College Algebra Math 130
  • Students will be able to simplify an expression that is either polynomial, rational, radical, exponential or logarithmic.
  • Students will be able to graph a function (or relation) that is either polynomial, rational, exponential or logarithmic.
  • Students will be able to solve an equations that is either polynomial, rational, radical, exponential, logarithmic, or literal.
Fundamentals of Computer Science CSCI 110
  • For a given algorithm students will be able to write the C++ code using a modular approach.
  • Students will be able to read, understand and trace the execution of programs written in C++ language.
  • Students will be able to use data representation for the fundamental data types and perform conversions between binary-hexadecimal-decimal representations.
  • Students will be able to use and differentiate between basic concepts of computer hardware and software.
Java Language and Object Oriented Programming CSCI 145
  • Students will be able to analyze problems and design appropriate algorithms.
  • Students will be able to provide code for a Java class given objects’ attributes and behaviors.
  • Students will be able to code provided algorithms using Java language.
  • Students will be able to use existing Java classes to perform required tasks.
Linear Algebra and Differential Equations Math 285
  • Solve problems pertaining to the definitions of linear transformation, kernel and range. Compute eigenvalues and eigenvectors. Diagonalize a square matrix, with the special case of orthogonal diagonalization of symmetric matrices. Demonstrate matrix representation of a linear transformation, change of bases. 6. Solve linear differential equations of order n with constant coefficients (homogeneous or non-homogeneous,) the methods of undetermined coefficients and variation of parameters with applications to RLC circuits or mass spring systems.
  • Solve problems pertaining to the definitions of vector space, subspace, span, linear dependence and independence, basis and dimension, row and column space and inner product space. Demonstrate the use of the Gram-Schmidt process for orthogonalization.
  • Students can prove and apply facts regarding vector spaces, subspaces, linear independence, bases, and orthogonality.
  • Students will feel that mathematics is a beneficial part of their education
  • Math students feel they have the resources necessary for their success.
  • Evaluate determinants using cofactors and row operations. Demonstrate the properties of determinants and matrix inversion using cofactors.
  • Demonstrate the operations of matrix algebra, row operations for linear systems, and the methods of Gaussian Elimination and matrix inversion for solving linear systems.
  • Identify and solve the following ordinary differential equations (ODEs): separable, 1st order linear. Set up and solve differential equations for the following applications: simple and logistic population growth model, simple electric circuits, mixing, orthogonal trajectories. Plot slope fields and numerically solve 1st order differential equations using Euler's and Runga Kutta methods.
  • Apply the Laplace Transform and its inverse, using the rules of the Laplace Transform, along with the 1st Shifting Theorem. Solve linear differential equations with constant coefficients using the Laplace Transform.

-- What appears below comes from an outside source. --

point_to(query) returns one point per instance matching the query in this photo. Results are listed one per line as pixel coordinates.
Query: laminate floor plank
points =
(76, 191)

  • Express a linear system of differential equations in vector form, and then solve the system using eigenvalues and eigenvectors. Analyze non-linear systems numerically, including phase-plane analysis, using a computer algebra system.
  • Solve ODEs using power series.
Precalculus Mathematics Math 160
  • Students will be able to analyze a variety of functions.
  • Students will be able to solve different types of trigonometric equations.
Trigonometry Math 150
  • The student will be able to accurately solve trigonometric equations over a given interval, including equations that use multiple angles, identities, and quadratic forms.
  • Without the use of a calculator, students will be able to graph the six trigonometric functions in a precise manner, stating the period, amplitude, phase shift, and translation as appropriate.